In Chapter 11, the writer of the book of Hebrews brought to mind a wide selection of characters from the Old Testament who lived by faith. One thing that might not have been too obvious in that list of “believers” is that their faith was in “God’s Word.” The object of their faith was God. Biblical faith always has God as the object. The specific content of that faith may change from era to era but the object always remains the same. God’s word to Noah was that a flood was coming that would destroy the world. Noah believed and built an ark. Abraham and Sarah heard a call from God to trust him in their pilgrimage from their homeland to a place he would show them. They left. Moses heard from God in a burning bush. He believed that what God had promised him was better than anything he would get in Egypt. Hebrews 11:26 says of Moses, “He considered the reproach of Christ greater wealth than the treasures of Egypt, for he was looking to the reward.” All of the Old Testament “believers” had faith in God’s promise to bring about their deliverance through the Messiah. They believed God and rested their confidence on His promised redemption through Jesus Christ.

It wasn’t only the Old Testament characters who trusted God and believed His “Word” and acted on it. The Hebrews saw this truth lived out in the lives of those who had proclaimed the good news of Jesus Christ. So the author moves on in Hebrews 13:7 to call for his readers to remember those people as well. He writes, “Remember your leaders, those who spoke to you the word of God. Consider the outcome of their way of life and imitate their faith.” When he refers to “the Word of God,” I’m convinced he’s referring to Jesus as the living word. They had God as their object but the clear content of the communication now that came from God was the message of his love for the world demonstrated on Calvary through his one and only Son. God spoke to the people of old in many different ways but the author of Hebrews told us at the beginning of his letter that “in these days he speaks to us through his son.” The message that comes to us through Jesus is far better than the messages received from angels and prophets.

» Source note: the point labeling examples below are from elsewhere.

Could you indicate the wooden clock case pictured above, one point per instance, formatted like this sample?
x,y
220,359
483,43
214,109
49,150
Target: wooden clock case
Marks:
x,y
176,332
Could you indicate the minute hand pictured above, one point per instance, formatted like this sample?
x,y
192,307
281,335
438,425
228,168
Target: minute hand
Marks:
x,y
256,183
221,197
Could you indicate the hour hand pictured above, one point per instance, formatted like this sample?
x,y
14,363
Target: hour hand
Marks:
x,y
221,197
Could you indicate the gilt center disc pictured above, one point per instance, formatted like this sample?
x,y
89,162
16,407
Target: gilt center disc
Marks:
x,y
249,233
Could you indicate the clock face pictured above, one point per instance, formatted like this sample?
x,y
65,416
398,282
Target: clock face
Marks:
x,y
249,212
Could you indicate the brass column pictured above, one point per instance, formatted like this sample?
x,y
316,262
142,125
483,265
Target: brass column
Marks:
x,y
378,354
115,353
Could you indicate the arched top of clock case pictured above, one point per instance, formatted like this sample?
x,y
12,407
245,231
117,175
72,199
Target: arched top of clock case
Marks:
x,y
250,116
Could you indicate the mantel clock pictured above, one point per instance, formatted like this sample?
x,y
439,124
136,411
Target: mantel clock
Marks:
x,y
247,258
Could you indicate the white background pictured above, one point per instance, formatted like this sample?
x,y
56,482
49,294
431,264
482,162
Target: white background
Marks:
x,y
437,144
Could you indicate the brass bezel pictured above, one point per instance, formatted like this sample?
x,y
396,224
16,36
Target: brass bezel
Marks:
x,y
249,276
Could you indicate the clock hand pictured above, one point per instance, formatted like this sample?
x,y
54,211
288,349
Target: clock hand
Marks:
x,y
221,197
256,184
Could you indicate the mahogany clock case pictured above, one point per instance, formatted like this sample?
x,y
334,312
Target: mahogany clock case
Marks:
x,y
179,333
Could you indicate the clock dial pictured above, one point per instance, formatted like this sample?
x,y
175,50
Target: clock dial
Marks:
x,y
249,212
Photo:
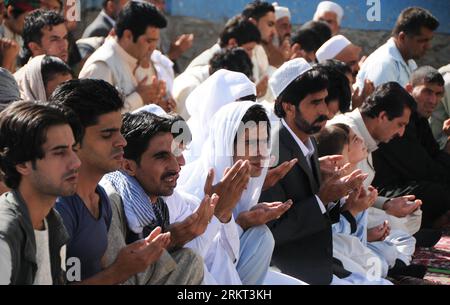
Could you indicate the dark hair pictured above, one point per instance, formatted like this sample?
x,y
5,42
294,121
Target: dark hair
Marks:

This is fully recognized because of the comment in the next verse. Hebrews 13:8 says, “Jesus Christ is the same yesterday and today and forever.” This is not a verse that the author drew out of the blue! He had Jesus in mind all the time. When we’re called to imitate “their faith,” we’re called to put all our confidence in Jesus just as they did. One commentary says, “In this fast-changing world, nothing seems dependable and permanent. Leaders come, and leaders go. One leader however, is unchangeable: Jesus Christ. Says the author, Jesus Christ is the same yesterday and today and forever.’ More sermons have been preached on this text than on any other verse from Hebrews, so that this verse almost has attained confessional status in the church.”[1] This short verse carries incredible implications for every believer. Fruchtenbaum explains, “The context simply teaches that Jesus can give the believers victory in their trials. He brought victory for the distant saints of chapter 11 and for the more recent saints of verse 7. He has given victories in the past, He is giving victories in the present, and He will give victories in the future.”[2]

[1] Simon J. Kistemaker and William Hendriksen, Exposition of Hebrews, vol. 15, New Testament Commentary (Grand Rapids: Baker Book House, 1953–2001), 415.

[2] Arnold G. Fruchtenbaum, The Messianic Jewish Epistles: Hebrews, James, First Peter, Second Peter, Jude, 1st ed. (Tustin, CA: Ariel Ministries, 2005), 190.